Anyway, this book: A clerk in a vitamin-supplement store here in Santa Fe recommended it to me. "Diabetes is all about what you eat," she said. And I thought, if this book will tell me what to eat to bring my blood sugar down, I'm in. So I ordered a copy and read it. Then, a year ago this week, I started doing it.

For the first ten days, you get no sugar, no alcohol, and no carbs. Most veggies are okay, but no fruits. That's supposed to bring your blood sugar down to normal. Mine was pretty high at the time, even with the super-expensive drugs I was on, so I didn't get to normal in ten days -- but my readings did drop a significant amount. So I kept doing it.

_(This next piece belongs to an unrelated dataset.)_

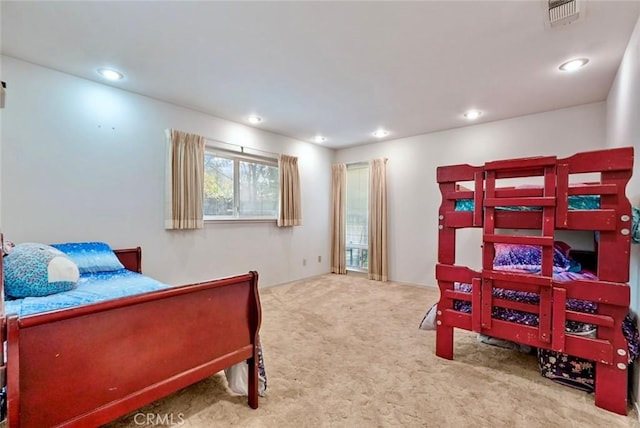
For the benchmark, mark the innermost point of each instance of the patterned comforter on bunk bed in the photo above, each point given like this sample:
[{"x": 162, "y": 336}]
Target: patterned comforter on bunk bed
[{"x": 566, "y": 369}]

It's been a year, as I said. I've been off the super-expensive drugs for months. My blood sugar is still not quite normal, but it's close. I've lost about 25 pounds and have kept it off, which is huge for me; if I were concentrating on losing weight, I would have given up in frustration months ago.

Here's a funny thing: I'm not interested in sweets or high-carb foods. I suspect it's because I'm not eating them, so there's no craving to trigger. In fact, I can taste hidden sugars in restaurant foods now -- and I don't like them.

That doesn't mean I'm eating bland meals. Here's my dinner tonight: ham and provolone with brown mustard on almond-flour rolls, broccoli slaw, and a dill pickle spear. 

Lynne Cantwell 2022
The key is to include lots of veggies and make most of your food from scratch. But I'm not a kitchen slave; the broccoli slaw dressing has five ingredients and whipped up in about two minutes, and the slaw itself came in a bag from Trader Joe's.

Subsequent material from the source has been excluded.